So, here we are: January. Christmas has come and gone and the warm lights of December have been replaced with the wind and rain of January. Sigh. But anyway, how was your Christmas? I hope it was a time of rest and good health.

My Christmas? As usual, it was filled with random discussions around the Christmas dinner table including, as ever, conversations about weird and wonderful Employment Law cases. In particular, some of my family members were shocked to hear that a non-disabled employee can suffer disability-related discrimination. One even suggested that I make the subject into a blog when I returned to work and, me being me, I couldn’t resist such an invitation…

So what am I talking about? Well, this was the case of Chief Constable of Norfolk v Coffey which concerned a female police officer who applied for a job in another police force. The police officer had a progressive hearing condition with tinnitus which, going forward, would continue to worsen. When originally recruited for her current police force, she failed the meet the usual criteria for police recruitment due to her low level of hearing but, after the police force arranged a practical functionality test, she was passed for duty and assigned for front-line duties. There were no concerns over her performance during her time in the role.

The issues started in 2013 when she applied to transfer to a new police force. As was standard, she attended a pre-employment health assessment. The medical practitioner concluded that, whilst her hearing level was technically just outside the usual police force parameters, she performed her current role with no difficulties and a practical functionality test was recommended. However, the new police force refused to follow this recommendation and, instead, declined her request to transfer due to her hearing below the recognised standard and, rather importantly, commented that it would not be appropriate to accept a candidate outside of the recognised standard of hearing because of the risk of increasing the pool of police officers placed on restricted duties.

We can all probably see where this is going. Sure enough, the Claimant lodged a claim with an Employment Tribunal for direct discrimination on grounds of disability. However, this was a rather unorthodox claim because her claim wasn’t that she currently had a disability but, rather, that she was discriminated against because she was perceived as having a disability by having a health condition that, eventually at some point in the future, could become a disability.

The Tribunal considered the arguments and held that the police force’s comment concerning the risk of the Claimant ending up on restricted duties supported the view that they viewed the Claimant’s hearing condition as a potential or actual disability which, down the line, would lead to the police force having to make suitable adjustments to her role.

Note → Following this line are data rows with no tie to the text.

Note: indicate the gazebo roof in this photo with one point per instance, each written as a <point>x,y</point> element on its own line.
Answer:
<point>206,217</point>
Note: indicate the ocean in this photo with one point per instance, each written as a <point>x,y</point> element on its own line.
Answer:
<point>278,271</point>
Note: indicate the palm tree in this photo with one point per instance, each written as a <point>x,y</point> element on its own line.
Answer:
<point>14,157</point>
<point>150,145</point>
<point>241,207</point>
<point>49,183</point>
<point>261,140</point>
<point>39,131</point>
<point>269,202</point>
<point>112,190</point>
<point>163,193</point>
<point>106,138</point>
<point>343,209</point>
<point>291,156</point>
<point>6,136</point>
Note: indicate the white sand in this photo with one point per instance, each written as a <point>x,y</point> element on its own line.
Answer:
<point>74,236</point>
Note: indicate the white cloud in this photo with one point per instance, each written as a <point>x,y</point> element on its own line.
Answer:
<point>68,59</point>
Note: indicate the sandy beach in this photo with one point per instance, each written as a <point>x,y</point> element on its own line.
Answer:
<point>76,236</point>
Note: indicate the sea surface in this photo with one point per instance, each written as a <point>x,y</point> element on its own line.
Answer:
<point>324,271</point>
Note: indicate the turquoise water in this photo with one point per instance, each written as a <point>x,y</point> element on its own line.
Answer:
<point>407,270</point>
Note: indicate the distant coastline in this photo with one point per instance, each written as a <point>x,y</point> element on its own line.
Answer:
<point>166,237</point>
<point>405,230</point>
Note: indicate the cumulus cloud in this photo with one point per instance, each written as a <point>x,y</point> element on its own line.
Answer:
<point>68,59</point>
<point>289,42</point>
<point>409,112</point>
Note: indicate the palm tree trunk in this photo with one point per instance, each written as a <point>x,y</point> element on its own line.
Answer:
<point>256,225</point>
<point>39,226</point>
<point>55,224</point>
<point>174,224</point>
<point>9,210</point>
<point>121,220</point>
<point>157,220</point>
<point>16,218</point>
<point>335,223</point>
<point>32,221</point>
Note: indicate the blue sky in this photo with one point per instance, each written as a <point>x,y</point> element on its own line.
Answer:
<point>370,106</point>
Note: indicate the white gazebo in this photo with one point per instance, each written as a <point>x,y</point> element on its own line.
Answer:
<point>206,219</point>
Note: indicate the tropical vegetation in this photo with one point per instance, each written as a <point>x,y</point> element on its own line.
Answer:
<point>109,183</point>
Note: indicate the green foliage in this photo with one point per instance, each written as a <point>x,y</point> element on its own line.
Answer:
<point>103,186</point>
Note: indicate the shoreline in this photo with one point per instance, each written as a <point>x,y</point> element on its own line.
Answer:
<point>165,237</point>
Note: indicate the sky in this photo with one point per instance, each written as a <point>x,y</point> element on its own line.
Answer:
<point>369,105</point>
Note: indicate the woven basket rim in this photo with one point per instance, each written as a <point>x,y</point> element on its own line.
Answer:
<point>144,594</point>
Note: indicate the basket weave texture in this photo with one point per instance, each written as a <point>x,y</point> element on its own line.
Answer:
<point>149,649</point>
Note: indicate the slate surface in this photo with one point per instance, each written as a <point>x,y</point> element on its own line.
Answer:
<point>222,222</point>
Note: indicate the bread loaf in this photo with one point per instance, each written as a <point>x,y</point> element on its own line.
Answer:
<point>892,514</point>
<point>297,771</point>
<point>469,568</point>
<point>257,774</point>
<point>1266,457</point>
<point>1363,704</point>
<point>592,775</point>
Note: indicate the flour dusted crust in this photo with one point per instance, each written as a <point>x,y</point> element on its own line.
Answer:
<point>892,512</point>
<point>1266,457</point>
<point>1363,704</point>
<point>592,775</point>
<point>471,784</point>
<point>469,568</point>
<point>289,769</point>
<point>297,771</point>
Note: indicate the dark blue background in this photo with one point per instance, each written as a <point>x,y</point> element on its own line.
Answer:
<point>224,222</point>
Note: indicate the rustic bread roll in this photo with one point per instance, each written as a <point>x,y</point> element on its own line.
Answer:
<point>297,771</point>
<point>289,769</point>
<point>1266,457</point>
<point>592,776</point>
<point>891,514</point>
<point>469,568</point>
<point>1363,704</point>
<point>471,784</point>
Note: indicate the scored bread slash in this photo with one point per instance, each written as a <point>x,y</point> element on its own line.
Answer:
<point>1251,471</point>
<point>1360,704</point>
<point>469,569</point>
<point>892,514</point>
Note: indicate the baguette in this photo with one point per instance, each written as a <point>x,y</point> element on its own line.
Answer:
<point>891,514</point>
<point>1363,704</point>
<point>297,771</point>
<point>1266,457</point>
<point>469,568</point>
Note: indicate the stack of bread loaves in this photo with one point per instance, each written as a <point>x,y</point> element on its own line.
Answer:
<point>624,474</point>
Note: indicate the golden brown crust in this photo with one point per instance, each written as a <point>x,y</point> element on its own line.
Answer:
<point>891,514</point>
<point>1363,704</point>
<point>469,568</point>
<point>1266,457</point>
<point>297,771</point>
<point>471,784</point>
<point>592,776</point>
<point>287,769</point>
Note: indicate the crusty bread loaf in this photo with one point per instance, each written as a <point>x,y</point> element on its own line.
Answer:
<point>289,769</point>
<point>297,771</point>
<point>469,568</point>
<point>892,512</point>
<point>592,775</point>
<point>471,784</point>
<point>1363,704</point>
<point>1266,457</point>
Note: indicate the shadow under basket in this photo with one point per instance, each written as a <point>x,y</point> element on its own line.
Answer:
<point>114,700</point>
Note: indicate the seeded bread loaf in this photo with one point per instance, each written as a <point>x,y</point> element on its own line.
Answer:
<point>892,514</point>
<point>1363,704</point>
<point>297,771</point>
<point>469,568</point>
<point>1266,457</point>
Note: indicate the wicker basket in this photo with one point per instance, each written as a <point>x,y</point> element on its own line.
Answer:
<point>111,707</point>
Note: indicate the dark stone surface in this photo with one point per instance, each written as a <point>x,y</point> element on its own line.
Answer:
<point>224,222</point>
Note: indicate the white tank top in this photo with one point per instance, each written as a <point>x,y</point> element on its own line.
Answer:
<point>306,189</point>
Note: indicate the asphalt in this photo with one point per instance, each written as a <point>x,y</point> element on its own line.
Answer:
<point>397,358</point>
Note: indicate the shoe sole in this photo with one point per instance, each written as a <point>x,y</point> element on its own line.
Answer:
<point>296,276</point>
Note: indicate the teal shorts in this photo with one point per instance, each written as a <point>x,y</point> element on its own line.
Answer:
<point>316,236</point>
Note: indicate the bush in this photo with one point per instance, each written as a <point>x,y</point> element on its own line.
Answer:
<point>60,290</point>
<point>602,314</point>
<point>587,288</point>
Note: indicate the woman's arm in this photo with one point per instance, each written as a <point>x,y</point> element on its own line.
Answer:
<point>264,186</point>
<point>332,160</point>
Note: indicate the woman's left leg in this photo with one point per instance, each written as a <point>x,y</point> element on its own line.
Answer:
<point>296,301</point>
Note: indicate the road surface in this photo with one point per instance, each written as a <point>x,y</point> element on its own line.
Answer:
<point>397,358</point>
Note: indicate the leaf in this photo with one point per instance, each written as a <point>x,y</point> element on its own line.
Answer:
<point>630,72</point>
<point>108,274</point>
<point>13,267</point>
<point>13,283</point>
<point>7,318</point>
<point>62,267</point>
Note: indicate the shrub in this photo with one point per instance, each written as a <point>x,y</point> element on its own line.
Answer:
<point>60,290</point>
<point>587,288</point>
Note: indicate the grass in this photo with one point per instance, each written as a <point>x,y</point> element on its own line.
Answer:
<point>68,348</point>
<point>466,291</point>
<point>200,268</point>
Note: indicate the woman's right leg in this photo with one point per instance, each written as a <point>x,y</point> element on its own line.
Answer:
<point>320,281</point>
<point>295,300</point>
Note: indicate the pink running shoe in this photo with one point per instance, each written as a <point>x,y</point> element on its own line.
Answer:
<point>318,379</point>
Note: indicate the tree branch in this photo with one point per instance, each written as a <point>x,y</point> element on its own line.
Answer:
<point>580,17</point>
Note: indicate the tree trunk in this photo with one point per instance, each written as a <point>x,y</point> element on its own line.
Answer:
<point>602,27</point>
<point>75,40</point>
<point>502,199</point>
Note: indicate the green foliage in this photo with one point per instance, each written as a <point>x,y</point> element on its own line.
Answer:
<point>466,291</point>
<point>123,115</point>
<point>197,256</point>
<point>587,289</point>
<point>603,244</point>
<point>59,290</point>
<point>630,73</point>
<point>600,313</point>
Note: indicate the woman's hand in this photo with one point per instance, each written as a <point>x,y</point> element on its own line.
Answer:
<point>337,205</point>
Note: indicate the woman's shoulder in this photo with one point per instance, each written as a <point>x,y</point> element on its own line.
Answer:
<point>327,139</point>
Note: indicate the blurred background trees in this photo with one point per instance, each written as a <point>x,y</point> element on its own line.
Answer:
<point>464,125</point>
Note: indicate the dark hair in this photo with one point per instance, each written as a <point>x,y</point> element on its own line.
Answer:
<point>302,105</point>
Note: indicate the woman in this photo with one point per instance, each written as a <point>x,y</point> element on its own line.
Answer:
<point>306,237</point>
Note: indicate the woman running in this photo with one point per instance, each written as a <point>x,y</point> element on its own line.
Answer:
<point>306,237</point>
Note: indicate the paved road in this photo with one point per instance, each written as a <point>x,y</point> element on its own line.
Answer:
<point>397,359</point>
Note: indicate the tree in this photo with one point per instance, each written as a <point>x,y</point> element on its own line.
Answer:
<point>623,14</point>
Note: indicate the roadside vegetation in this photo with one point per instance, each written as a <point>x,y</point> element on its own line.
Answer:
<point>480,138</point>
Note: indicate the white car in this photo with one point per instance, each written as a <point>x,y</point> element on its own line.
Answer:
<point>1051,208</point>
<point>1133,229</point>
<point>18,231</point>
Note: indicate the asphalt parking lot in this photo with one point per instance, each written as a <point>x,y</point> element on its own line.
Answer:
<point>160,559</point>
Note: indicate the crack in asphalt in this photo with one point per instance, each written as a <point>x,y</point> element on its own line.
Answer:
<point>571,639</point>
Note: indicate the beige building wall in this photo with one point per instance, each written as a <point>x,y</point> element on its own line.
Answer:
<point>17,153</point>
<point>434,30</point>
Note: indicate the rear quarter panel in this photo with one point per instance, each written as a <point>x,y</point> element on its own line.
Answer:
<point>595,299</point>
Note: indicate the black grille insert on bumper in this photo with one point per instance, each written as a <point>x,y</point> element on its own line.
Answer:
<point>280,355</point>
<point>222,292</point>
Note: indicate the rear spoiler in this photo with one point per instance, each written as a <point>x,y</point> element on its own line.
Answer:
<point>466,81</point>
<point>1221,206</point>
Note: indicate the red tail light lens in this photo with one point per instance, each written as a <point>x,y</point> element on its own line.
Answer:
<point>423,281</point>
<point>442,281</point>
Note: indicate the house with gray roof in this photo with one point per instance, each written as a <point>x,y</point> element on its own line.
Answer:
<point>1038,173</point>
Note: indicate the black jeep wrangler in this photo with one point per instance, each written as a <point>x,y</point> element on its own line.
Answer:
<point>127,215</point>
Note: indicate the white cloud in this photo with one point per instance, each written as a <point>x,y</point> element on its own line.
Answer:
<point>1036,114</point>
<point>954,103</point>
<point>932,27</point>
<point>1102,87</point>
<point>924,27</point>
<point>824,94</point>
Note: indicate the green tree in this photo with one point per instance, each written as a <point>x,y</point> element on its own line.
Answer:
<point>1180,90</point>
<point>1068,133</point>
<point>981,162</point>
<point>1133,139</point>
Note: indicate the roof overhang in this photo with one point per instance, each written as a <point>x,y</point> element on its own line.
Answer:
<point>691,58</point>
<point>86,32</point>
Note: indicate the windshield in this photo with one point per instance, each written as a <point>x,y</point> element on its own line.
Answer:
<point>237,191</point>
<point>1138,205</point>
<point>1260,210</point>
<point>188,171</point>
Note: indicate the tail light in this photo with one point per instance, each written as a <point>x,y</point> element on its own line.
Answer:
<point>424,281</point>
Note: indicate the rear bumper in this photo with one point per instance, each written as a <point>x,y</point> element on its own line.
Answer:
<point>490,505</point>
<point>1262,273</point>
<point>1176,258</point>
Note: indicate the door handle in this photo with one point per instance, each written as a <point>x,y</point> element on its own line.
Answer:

Due to this being the main reason for turning down her transfer to the new police force, the Tribunal held that the Claimant was correct in that she had been directly discriminated against.

The police force appealed the judgment to the Employment Appeal Tribunal (EAT), mainly on the fact that they didn’t believe she had a disability at the time of making the decision. The EAT also found in favour of the Claimant. Importantly, the EAT held that an employer can discriminate by way of perceiving a future disability even where they don’t believe the employee has a disability under the Equality Act 2010 at the relevant time if they believe or understand that the condition is progressive and likely to become a disability in the future.

Now, some may scoff and say that, surely, anti-disability discrimination legislation is only there to protect those that are currently disabled and widening it in this way will ‘open the floodgates’. It is certainly true that the majority of disability discrimination claims are brought by those who first demonstrate that they are disabled under the Equality Act 2010 definition.

However, in reality, the Tribunal (and EAT) have helped plug a potential loophole in the law here. What loophole? Well, if the case had been decided differently, employers could foreseeably aim to dismiss and/or subject an employee to detriment in circumstances where it is believed that a health condition will worsen into a disability in the near future but hasn’t as of that moment. Would it be within the purpose of the legislation (i.e. to protect individuals with serious health conditions from negative treatment) to allow employers to pre-empt a disability and dismiss them based entirely on that fact before they are classified as disabled and obtain the accompanying anti-discrimination law protection? No, not really.

The reality, however, is that this is a unique case. It is rare that an employer will actually give a reason directly linked to a progressive health condition as the reason for rejecting a job application and/or subjecting an individual to a detriment. Rather, the majority of discrimination tends to arise where a false reason is given to cover up the real reason and, in those cases, this judgment is unlikely to hold much sway.

So there we go, a lovely employment law nugget from the Christmas table but minus the calories!